Antojandoseme unas Ciruelas del Mogote de La Paz, B.C.S.

De repente se me vino a la mente, ese delicioso fruto tan típico en mi natal La Paz, B.C.S. con su sal, limón y chile piquín….. :-?

Si, también se extraña el chunique :-D

Ahhhh…. :roll:

Las ciruelas del Mogote (leyenda)

En el verano, aprovechando los fines de semana, los habitantes de la ciudad de La Paz suelen recorrer los cauces de los arroyos que se localizan en sus alrededores, en busca de los árboles que producen la apetitosa fruta conocida como ciruela silvestre.Corre la fama de que las ciruelas más famosas son la de los arroyos de “El Cajoncito” y “El Piojito”, aunque a decir verdad, no se comparan con las que se producen en “El Mogote”, angosta franja de tierra que se interna en la Bahía de La Paz, a escasos 500 metros frente a la ciudad.

“Las ciruelas del monte”, como son conocidas popularmente, son de color amarillo en su pulpa en su cáscara. Cuando están maduras son jugosas, y de un sabor agridulce. El hueso llamado “chunique”, grande en proporción al tamaño de la fruta, contiene en su interior una almendra de sabor muy parecido a la nuez. Los niños y a veces los adultos, guardan los chuniques para partirlos posteriormente y saborear con miel o leche las almendras recogidas.

Pero no solamente los paceños gustan de las ciruelas. Existe una pequeña ardilla llamada juancito que mora en los agujeros hechos a un lado de los troncos de cactus como la choya y el pitahayo, que ha hecho de la almendra del chunique su comida preferida. Con destreza propia de un cirujano, desprende con sus dientes incisivos la pequeña tapa que cubre la parte superior del hueso y extrae la semilla entera.

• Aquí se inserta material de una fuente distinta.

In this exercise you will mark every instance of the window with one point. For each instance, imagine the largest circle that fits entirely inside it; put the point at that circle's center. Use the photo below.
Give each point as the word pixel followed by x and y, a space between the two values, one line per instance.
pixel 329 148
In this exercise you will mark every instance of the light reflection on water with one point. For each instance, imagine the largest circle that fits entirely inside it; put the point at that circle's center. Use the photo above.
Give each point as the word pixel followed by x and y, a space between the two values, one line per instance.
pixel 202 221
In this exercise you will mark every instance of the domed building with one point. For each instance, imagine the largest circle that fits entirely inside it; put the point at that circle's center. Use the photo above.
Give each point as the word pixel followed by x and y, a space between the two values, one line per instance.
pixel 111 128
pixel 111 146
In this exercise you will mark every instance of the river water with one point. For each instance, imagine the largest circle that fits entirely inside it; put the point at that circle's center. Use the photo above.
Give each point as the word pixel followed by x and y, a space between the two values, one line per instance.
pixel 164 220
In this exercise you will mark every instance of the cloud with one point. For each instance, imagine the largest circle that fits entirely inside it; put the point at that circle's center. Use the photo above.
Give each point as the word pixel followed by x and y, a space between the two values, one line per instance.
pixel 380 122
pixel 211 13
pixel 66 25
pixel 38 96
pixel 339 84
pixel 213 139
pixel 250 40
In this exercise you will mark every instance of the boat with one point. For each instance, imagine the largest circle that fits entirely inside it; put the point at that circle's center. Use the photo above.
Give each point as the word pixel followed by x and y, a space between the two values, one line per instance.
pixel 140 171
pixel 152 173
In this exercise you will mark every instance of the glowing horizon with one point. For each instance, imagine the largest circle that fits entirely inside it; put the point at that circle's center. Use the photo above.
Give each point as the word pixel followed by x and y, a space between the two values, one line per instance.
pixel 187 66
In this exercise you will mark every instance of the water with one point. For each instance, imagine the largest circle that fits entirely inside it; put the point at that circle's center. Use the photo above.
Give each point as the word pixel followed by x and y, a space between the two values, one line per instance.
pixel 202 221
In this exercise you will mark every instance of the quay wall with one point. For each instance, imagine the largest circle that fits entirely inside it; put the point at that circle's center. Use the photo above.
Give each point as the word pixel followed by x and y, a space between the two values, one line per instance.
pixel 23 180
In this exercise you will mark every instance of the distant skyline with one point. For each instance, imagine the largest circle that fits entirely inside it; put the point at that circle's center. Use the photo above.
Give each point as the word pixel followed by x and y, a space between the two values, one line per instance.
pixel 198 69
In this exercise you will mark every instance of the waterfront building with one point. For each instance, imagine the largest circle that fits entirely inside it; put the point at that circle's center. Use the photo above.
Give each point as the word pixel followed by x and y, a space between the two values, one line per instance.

Es común encontrar debajo de los ciruelos, los huesos vacíos semejantes a pequeños y originales cuencos y, con un poco de paciencia, se puede observar la labor metódica y elegante de las traviesas ardillas cuando saborean el manjar de su predilección.

Cuenta la leyenda que las ciruelas solucionaron un grave conflicto entre dos tribus que habitaban “El Mogote”.

Los Aripas y los Guamichis eran enemigos irreconciliables y continuamente tenían enfrentamientos, sobre todo para defender los límites de sus propiedades. Uno de tantos días, los Aripas lograron capturar a la princesa Immigná, la bella hija del rey Guamichi. Inconsolable, el rey envió diversas embajadas para suplicar la devolución de su adorada hija, pero todos los esfuerzos resultaron vanos. Como último y desesperado recurso, al rey se le ocurrió enviarle un regalo a su enemigo que consistió en un caparazón de caguama rebosante de frescas y apetitosas ciruelas. Gustaron tanto las frutas al rey Aripa y tan agradecido se mostró con ello, que ordenó la inmediata devolución de la princesa cautiva. Desde ese incidente, las tribus vivieron en paz y en recíproca colaboración.

La misma leyenda trae aparejado un corolario, en el que se afirma que la persona que come ciruelas del mogote se queda para siempre en La Paz. Seguramente porque la sabrosa fruta impregna de una sensación de tranquilidad y bienestar, características muy propias de los que habitan esta hermosa ciudad sudcaliforniana.